Cuando este objeto nos aburre necesitaremos nuevos objetos, creados
por el deseo, para seguir siendo felices. No puedo ser feliz si no tengo.
No puedo ser yo si no tengo. Identifico mi yo con mis posesiones.

Por otro lado, el ego nos dice que si no somos reconocidos por los
demás no somos nadie y el humano evolucionado sabe que en la nada
es donde se encuentra el verdadero yo, puesto que venimos de ella y a
ella regresamos. El ser un don nadie, el ser transparente, allí es donde
se encuentra el ser observador creador.

El apego consigue que tenga miedo al cambio, a la evolución, con lo


que paraliza el crecimiento personal, se convierte en un gran enemigo
de cualquier cambio que pretendas introducir en tu vida.

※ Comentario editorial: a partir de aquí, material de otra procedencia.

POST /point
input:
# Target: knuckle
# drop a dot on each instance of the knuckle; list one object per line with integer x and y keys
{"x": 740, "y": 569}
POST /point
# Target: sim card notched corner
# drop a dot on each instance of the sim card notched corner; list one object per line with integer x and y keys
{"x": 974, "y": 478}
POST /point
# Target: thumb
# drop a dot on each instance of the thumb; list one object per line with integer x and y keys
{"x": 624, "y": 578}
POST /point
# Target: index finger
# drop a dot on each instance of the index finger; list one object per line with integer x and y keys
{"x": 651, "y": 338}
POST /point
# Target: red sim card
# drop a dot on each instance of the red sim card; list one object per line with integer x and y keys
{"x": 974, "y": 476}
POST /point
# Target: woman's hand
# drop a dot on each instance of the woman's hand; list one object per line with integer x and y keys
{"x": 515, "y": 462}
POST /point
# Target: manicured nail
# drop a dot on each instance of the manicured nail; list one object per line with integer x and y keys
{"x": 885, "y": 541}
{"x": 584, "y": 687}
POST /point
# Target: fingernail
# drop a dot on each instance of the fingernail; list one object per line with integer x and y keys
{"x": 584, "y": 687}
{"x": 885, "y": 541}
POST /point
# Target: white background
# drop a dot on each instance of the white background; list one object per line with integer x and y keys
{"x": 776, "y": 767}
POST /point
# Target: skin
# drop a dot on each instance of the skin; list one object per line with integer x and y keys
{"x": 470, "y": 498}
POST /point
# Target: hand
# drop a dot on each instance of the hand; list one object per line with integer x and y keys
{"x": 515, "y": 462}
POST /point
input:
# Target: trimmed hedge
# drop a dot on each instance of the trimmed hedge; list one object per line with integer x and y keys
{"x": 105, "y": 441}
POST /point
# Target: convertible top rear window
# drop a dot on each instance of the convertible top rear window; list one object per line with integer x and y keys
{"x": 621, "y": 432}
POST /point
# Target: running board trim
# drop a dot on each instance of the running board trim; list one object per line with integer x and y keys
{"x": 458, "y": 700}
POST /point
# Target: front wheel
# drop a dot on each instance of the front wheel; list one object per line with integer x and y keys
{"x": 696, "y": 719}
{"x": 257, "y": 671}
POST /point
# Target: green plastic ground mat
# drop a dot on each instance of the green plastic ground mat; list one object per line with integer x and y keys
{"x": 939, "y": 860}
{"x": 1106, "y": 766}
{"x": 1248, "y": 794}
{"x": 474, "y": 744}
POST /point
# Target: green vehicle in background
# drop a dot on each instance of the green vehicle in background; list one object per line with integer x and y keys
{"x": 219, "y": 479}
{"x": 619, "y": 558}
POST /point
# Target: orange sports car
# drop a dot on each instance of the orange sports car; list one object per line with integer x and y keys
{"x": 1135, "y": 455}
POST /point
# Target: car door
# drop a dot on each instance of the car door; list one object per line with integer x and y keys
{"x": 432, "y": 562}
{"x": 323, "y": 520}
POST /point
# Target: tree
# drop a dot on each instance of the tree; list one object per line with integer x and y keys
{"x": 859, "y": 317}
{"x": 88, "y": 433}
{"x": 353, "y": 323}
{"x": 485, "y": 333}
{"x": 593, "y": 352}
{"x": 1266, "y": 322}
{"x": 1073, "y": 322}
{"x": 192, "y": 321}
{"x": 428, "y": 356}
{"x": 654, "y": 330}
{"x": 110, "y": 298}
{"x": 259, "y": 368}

En otro momento y espacio de conciencia podremos ver que la única


real unidad de medida es el tiempo en el que estamos viviendo, la gran
pregunta a ello sería ¿qué estoy haciendo en este tiempo en este justo
instante? Porque hemos venido a este tiempo a reconocer aprendizajes
y a traspasarlos a siguientes generaciones al mismo tiempo que
podemos redescubrir nuestra misión en la vida durante lo que podamos
experimentar en el tiempo y cuerpo que se nos fue otorgado.